First, I get to sit with leaders as an outside expert there to support them. Rarely do I meet with someone that does not fit this – when they are relaxed, maybe having a glass of wine or a coffee, and they are across from someone focused 100% on what they need (my role as a coach). So let’s start with a few reasons why others don’t see you as Approachable. Here are some excuses I have heard from some highly paid/skilled professionals as to why they don’t approach you for One-on-One time.
- She seems so busy, I hate to bother her. Even when her door is open or she is darting from meeting to meeting she seems deep in thought. She is a kind person, but I can’t bring myself to interrupt her.
- It feels weak for me to ask for time. We have had so many layoffs in the last decade, that I somehow feel like if I ask for time I might fall into the ‘needy/hard to manage’ group that ends up being the first on the list that gets generated as soon as we see a soft sales forecast. I need the direction and feedback, but end up talking myself out of asking almost every time. The last time I scheduled a One-on-One I thought about it for almost a year before I asked.
- I don’t see him doing that with his leader or the board. If he does not see the value in it why would he do it with me?

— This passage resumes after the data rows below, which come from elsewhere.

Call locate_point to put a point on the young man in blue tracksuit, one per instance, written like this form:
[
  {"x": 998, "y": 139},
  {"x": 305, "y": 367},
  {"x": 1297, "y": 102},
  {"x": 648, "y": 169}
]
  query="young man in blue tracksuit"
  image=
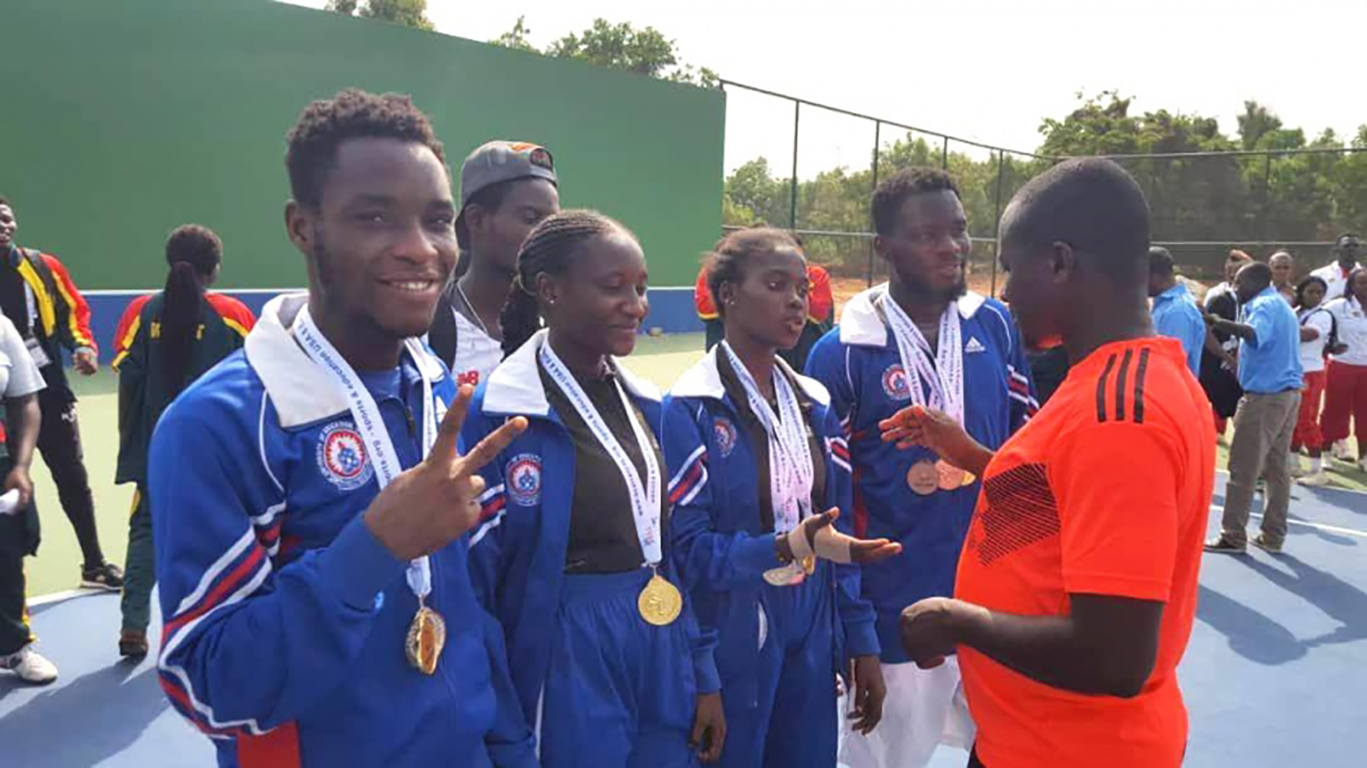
[
  {"x": 573, "y": 556},
  {"x": 304, "y": 606},
  {"x": 922, "y": 338},
  {"x": 756, "y": 457}
]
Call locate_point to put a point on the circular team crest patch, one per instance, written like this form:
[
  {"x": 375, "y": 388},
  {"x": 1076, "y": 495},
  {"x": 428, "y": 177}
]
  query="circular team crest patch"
[
  {"x": 524, "y": 480},
  {"x": 725, "y": 433},
  {"x": 894, "y": 383},
  {"x": 342, "y": 457}
]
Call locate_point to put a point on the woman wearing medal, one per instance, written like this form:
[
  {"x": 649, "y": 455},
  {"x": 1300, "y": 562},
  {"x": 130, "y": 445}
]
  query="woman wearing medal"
[
  {"x": 572, "y": 559},
  {"x": 755, "y": 453}
]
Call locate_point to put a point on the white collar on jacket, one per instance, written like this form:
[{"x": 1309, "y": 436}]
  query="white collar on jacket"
[
  {"x": 516, "y": 384},
  {"x": 861, "y": 324},
  {"x": 297, "y": 387},
  {"x": 704, "y": 380}
]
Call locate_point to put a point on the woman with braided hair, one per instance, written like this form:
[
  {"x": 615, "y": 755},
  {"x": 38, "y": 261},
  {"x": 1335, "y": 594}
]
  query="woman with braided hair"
[
  {"x": 760, "y": 477},
  {"x": 572, "y": 555}
]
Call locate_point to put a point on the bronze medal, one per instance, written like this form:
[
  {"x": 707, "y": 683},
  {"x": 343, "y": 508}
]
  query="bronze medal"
[
  {"x": 950, "y": 477},
  {"x": 923, "y": 478},
  {"x": 660, "y": 601},
  {"x": 427, "y": 637}
]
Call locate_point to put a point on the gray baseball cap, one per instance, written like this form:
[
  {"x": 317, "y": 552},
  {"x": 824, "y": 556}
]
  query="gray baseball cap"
[{"x": 503, "y": 161}]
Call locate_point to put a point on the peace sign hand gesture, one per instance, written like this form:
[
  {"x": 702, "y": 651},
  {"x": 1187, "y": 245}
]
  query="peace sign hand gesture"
[{"x": 434, "y": 503}]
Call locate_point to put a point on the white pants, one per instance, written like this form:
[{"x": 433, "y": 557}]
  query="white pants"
[{"x": 924, "y": 708}]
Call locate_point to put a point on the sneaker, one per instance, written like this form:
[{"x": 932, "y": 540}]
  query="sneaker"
[
  {"x": 1266, "y": 544},
  {"x": 1224, "y": 547},
  {"x": 133, "y": 644},
  {"x": 29, "y": 666},
  {"x": 105, "y": 576},
  {"x": 1315, "y": 478}
]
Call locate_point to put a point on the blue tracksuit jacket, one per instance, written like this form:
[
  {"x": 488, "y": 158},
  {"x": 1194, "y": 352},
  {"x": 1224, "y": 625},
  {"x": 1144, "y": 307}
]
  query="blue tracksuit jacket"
[
  {"x": 517, "y": 558},
  {"x": 285, "y": 616},
  {"x": 719, "y": 548},
  {"x": 860, "y": 364}
]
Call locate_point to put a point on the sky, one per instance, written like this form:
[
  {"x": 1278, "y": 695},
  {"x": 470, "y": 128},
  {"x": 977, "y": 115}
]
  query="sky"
[{"x": 976, "y": 69}]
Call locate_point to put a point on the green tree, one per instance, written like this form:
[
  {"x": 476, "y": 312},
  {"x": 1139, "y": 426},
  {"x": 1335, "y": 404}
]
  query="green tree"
[
  {"x": 408, "y": 12},
  {"x": 618, "y": 47},
  {"x": 517, "y": 37}
]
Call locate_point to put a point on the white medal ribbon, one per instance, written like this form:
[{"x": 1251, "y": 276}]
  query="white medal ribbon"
[
  {"x": 645, "y": 496},
  {"x": 792, "y": 473},
  {"x": 369, "y": 422},
  {"x": 945, "y": 375}
]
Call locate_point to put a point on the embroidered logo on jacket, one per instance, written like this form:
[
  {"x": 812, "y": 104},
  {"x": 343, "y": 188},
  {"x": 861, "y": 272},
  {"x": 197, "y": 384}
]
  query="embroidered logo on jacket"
[
  {"x": 342, "y": 457},
  {"x": 524, "y": 480},
  {"x": 894, "y": 383},
  {"x": 725, "y": 433}
]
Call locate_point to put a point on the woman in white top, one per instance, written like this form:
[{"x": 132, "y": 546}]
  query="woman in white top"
[
  {"x": 1317, "y": 325},
  {"x": 19, "y": 384},
  {"x": 1345, "y": 379}
]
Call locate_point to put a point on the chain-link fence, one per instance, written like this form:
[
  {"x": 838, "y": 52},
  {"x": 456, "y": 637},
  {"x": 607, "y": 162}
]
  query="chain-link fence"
[{"x": 1203, "y": 204}]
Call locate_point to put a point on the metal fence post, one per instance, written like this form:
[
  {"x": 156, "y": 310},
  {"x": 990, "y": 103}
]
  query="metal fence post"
[
  {"x": 878, "y": 146},
  {"x": 1267, "y": 196},
  {"x": 997, "y": 222},
  {"x": 792, "y": 209}
]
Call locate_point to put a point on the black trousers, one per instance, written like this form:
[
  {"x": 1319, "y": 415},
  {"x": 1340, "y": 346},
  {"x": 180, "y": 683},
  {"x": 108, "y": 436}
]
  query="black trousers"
[
  {"x": 18, "y": 539},
  {"x": 59, "y": 442}
]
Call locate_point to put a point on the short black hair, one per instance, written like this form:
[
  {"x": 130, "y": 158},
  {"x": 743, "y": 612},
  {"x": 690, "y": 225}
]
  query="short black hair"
[
  {"x": 352, "y": 114},
  {"x": 1258, "y": 271},
  {"x": 726, "y": 263},
  {"x": 1161, "y": 261},
  {"x": 488, "y": 198},
  {"x": 1092, "y": 205},
  {"x": 902, "y": 185},
  {"x": 1308, "y": 282}
]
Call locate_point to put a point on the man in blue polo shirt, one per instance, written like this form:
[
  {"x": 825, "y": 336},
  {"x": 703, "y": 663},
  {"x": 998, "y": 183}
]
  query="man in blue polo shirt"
[
  {"x": 1270, "y": 373},
  {"x": 1174, "y": 309}
]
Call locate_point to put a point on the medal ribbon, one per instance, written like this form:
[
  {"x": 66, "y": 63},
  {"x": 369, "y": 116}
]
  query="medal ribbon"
[
  {"x": 945, "y": 375},
  {"x": 790, "y": 457},
  {"x": 369, "y": 424},
  {"x": 645, "y": 496}
]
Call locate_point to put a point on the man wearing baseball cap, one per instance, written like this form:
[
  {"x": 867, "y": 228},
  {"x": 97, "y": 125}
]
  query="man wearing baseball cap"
[{"x": 506, "y": 189}]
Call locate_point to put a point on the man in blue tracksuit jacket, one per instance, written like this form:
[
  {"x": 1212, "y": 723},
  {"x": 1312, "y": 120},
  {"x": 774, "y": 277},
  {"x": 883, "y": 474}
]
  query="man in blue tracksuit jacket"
[
  {"x": 923, "y": 235},
  {"x": 518, "y": 566},
  {"x": 282, "y": 565},
  {"x": 804, "y": 634}
]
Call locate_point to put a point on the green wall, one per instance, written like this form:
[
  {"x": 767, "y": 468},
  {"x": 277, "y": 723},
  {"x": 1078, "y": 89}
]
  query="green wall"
[{"x": 123, "y": 119}]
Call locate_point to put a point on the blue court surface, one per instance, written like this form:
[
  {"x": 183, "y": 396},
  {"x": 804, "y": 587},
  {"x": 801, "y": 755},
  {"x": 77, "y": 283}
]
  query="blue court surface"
[{"x": 1276, "y": 673}]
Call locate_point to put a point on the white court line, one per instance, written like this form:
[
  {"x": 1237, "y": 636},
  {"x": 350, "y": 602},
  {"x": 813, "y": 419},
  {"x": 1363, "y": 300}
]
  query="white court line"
[
  {"x": 1307, "y": 524},
  {"x": 66, "y": 595}
]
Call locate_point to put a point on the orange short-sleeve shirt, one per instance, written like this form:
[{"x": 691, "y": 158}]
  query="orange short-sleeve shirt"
[{"x": 1106, "y": 491}]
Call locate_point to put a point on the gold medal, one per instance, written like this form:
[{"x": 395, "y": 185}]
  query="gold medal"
[
  {"x": 660, "y": 601},
  {"x": 427, "y": 637},
  {"x": 785, "y": 576},
  {"x": 950, "y": 476},
  {"x": 923, "y": 478}
]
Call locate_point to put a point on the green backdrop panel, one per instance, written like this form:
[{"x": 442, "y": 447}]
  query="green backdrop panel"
[{"x": 127, "y": 119}]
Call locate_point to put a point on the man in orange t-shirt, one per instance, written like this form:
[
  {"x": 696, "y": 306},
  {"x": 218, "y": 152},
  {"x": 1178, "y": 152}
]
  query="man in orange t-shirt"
[{"x": 1077, "y": 582}]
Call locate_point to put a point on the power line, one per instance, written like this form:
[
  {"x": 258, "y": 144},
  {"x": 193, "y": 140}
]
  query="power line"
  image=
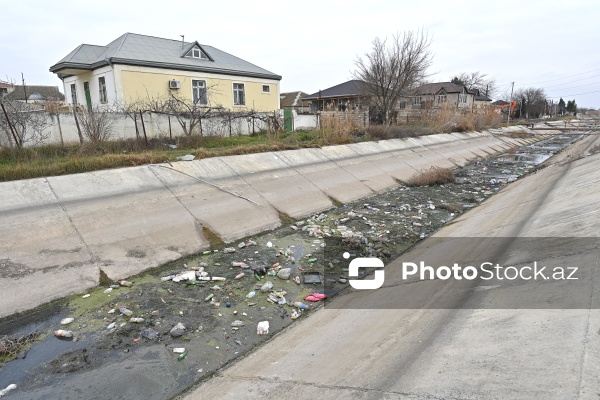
[
  {"x": 573, "y": 87},
  {"x": 576, "y": 94},
  {"x": 559, "y": 79},
  {"x": 576, "y": 80}
]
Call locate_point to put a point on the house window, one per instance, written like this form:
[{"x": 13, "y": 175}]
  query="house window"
[
  {"x": 195, "y": 52},
  {"x": 102, "y": 86},
  {"x": 199, "y": 92},
  {"x": 73, "y": 94},
  {"x": 239, "y": 98}
]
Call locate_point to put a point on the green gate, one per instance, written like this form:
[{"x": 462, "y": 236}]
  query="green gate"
[{"x": 288, "y": 120}]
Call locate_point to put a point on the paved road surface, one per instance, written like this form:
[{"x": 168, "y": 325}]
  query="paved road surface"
[{"x": 450, "y": 353}]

- She mentioned scheduling something once, but that is the last time we heard about it. Our filter with her on work she asks us to do is jump on it when she mentions it the second time, so until we hear it a second time we don’t think she is serious.
- To do it means getting past his assistant, who scares me. One time Jill asked for some time and after the grilling she got from Shannon ‘The Pit Bull’, Jill never went back. Jill still tears up when she tells the story. Nobody messes with The Pit Bull.
Here are three moves you can make to be seen as SKILLED in the area of approachability.
- You own scheduling the first 6 meetings. This gets them past the Pit Bull in your life, shows them you are serious, and takes the burden off of them.
- Always lace your script with questions. Start with – What significant things have happened for you in the past week? Then work in: What are your three priorities this week?, What celebrations have you had since we last met?” and What support will you need over the coming weeks? Being skilled at approachability means you get informal and incomplete information in time to do something about it – – – and the only way you get that is to ask questions and listen for what keeps being mentioned by one person or is a theme across your team.
- Never miss without rescheduling, and never extend the committed time. The reality is you are busy, and if you say 30 minutes stick to it. At least part of your team needs to learn to be brief and focused with the time, and you are not helping it by sitting there for an hour every time. If they need more time schedule it right there, but end with “How can I support you between now and our next One-on-One?”.
This is the beginning of a series around One-on-Ones. I welcome your thoughts and comments on what has worked. I answer all comments on my blog or emails, so send me a note.
Much of leadership is about great conversations. When we have them, good things happen. Step 1 is being more approachable.